Laut dem jährlichen Coverity-Scan-Report, der die Qualität und Sicherheit von Open-Source-Software analysiert, lag 2012 die durchschnittliche Defektrate bei 0,69 Fehlern pro 1.000 Zeilen Programmcode. Der industrieweite Standard für gute Softwarequalität wird mit 1,0 angegeben. Mit einer Defektdichte von .005 übertrifft Python diesen Standard deutlich und setzt so einen neuen Qualitätsmaßstab für Open-Source-Software.

Python-Software wird bereits seit mehr als 20 Jahren in zahlreichen Bereichen wie Wissenschaft und Industrie eingesetzt – Organisationen wie CERN, Google, Mozilla oder YouTube nutzen die beliebte Programmiersprache, die sich vor allem durch ihren gut lesbaren Code auszeichnet. Python zählt auch zu den ersten Projekten des Coverity Scan Services, mit dem die Open-Source-Community kritische Qualitäts-und Sicherheitsmängel im Code suchen und beheben kann.

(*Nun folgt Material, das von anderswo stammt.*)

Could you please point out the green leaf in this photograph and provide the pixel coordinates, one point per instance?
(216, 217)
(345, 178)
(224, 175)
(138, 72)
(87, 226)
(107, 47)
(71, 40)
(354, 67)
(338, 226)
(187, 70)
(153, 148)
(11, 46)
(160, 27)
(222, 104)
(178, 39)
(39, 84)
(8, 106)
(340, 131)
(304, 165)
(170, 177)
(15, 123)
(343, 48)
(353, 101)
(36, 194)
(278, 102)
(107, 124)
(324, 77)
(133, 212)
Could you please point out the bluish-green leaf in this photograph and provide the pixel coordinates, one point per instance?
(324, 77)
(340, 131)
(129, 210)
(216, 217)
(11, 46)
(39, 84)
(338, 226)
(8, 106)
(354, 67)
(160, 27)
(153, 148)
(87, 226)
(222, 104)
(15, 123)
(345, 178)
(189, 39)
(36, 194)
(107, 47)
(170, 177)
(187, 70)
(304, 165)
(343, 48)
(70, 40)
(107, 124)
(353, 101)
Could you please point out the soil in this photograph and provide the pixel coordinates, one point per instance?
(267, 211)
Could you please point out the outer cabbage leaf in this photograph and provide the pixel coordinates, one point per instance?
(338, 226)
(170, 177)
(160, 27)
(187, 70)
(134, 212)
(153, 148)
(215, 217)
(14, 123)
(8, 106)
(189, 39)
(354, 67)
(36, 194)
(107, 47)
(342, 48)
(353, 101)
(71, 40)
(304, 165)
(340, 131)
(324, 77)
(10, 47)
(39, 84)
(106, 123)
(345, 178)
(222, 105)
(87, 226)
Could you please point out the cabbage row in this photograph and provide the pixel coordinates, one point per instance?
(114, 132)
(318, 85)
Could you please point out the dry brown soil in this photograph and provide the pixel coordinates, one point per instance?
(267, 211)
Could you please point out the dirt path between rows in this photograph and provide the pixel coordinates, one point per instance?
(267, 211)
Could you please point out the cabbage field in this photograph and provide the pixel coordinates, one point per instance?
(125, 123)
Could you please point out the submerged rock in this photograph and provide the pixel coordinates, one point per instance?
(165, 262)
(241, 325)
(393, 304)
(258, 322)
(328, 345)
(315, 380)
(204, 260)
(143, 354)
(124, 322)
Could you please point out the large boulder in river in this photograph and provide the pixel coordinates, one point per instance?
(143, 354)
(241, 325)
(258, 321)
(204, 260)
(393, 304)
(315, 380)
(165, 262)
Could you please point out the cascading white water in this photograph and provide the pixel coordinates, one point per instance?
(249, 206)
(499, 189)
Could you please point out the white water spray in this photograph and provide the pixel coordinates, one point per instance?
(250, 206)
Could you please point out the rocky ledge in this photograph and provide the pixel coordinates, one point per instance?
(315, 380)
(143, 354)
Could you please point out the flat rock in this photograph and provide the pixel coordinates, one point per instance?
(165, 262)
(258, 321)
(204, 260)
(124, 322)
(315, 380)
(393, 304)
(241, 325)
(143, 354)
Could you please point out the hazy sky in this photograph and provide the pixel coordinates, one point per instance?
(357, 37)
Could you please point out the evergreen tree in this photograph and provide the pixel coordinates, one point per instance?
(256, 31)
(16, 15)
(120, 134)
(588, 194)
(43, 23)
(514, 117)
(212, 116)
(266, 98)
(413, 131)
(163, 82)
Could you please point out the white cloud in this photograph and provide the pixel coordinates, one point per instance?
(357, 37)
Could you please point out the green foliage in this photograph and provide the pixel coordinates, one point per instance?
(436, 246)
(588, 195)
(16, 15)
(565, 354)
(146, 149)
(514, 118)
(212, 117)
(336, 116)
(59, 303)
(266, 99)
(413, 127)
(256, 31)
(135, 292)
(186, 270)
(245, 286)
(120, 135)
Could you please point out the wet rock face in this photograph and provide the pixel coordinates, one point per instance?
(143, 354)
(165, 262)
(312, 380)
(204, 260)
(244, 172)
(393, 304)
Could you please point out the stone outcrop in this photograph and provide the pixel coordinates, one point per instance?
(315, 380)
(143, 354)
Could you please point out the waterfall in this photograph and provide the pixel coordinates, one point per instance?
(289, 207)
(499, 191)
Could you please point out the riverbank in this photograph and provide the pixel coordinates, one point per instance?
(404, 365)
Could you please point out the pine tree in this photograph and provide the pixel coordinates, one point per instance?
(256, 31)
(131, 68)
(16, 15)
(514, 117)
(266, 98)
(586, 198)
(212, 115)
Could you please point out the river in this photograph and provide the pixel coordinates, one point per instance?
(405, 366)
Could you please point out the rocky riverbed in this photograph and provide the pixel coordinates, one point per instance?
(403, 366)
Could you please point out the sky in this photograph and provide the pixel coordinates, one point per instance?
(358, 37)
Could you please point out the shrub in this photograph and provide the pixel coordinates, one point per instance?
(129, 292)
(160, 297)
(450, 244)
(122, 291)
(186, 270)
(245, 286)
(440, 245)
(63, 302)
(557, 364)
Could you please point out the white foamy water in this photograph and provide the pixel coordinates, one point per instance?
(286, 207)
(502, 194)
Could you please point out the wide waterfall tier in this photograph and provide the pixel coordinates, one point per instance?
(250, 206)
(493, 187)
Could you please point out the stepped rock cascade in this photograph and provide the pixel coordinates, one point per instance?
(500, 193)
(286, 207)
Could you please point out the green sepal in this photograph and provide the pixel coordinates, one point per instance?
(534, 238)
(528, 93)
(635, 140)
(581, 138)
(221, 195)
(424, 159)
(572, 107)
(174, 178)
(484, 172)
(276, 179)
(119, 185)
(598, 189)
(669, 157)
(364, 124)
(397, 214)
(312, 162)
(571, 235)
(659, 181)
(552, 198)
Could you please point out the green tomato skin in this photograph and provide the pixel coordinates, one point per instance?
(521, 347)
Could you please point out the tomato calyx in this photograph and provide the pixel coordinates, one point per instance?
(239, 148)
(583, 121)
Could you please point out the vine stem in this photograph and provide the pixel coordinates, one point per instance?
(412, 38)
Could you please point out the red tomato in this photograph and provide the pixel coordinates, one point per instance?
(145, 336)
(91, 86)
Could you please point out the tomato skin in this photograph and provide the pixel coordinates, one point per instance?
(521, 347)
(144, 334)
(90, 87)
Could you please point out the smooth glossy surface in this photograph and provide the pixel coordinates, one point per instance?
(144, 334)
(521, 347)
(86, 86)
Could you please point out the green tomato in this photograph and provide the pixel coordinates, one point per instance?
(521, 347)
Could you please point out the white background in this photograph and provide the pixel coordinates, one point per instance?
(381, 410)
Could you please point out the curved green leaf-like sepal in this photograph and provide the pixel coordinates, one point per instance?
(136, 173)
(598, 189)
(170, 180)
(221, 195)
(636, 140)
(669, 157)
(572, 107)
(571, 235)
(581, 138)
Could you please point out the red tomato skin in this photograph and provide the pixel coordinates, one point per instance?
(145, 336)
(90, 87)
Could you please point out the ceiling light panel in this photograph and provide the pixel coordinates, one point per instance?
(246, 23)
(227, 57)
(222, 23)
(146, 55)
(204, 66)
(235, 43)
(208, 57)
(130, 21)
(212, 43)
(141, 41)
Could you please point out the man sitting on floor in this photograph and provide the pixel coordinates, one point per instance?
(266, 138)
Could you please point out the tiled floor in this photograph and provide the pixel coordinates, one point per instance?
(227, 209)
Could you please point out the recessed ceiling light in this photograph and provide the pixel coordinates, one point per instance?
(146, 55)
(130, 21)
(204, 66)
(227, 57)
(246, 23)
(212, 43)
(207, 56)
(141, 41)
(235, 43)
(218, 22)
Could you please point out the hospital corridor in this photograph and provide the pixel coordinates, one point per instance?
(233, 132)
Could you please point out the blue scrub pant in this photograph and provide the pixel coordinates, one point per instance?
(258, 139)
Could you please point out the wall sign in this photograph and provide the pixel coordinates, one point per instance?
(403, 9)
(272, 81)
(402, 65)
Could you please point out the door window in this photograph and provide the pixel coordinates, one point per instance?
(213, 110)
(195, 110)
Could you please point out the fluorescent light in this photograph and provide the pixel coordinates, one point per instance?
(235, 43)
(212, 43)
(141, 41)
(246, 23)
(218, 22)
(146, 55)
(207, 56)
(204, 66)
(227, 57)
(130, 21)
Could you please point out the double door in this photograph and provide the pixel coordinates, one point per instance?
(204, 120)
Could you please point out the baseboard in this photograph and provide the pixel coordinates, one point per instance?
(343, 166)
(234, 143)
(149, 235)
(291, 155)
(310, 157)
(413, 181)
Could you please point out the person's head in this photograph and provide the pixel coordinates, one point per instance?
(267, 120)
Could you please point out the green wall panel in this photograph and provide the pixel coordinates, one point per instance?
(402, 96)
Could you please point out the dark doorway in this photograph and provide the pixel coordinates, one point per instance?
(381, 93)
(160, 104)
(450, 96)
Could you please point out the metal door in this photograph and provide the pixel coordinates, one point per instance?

Seit 2006 hat Python eine Defektdichte von 0,005 erreicht (oder .005 Fehler pro 1.000 Code-Zeilen) und damit alle kritischen Fehler aus der Codebasis beseitigen können. Bis heute wurden mit dem Coverity Scan Service fast 400.000 Zeilen Python-Code analysiert und 996 neue Mängel identifiziert – davon wurden bereits 860 von der Python-Community behoben.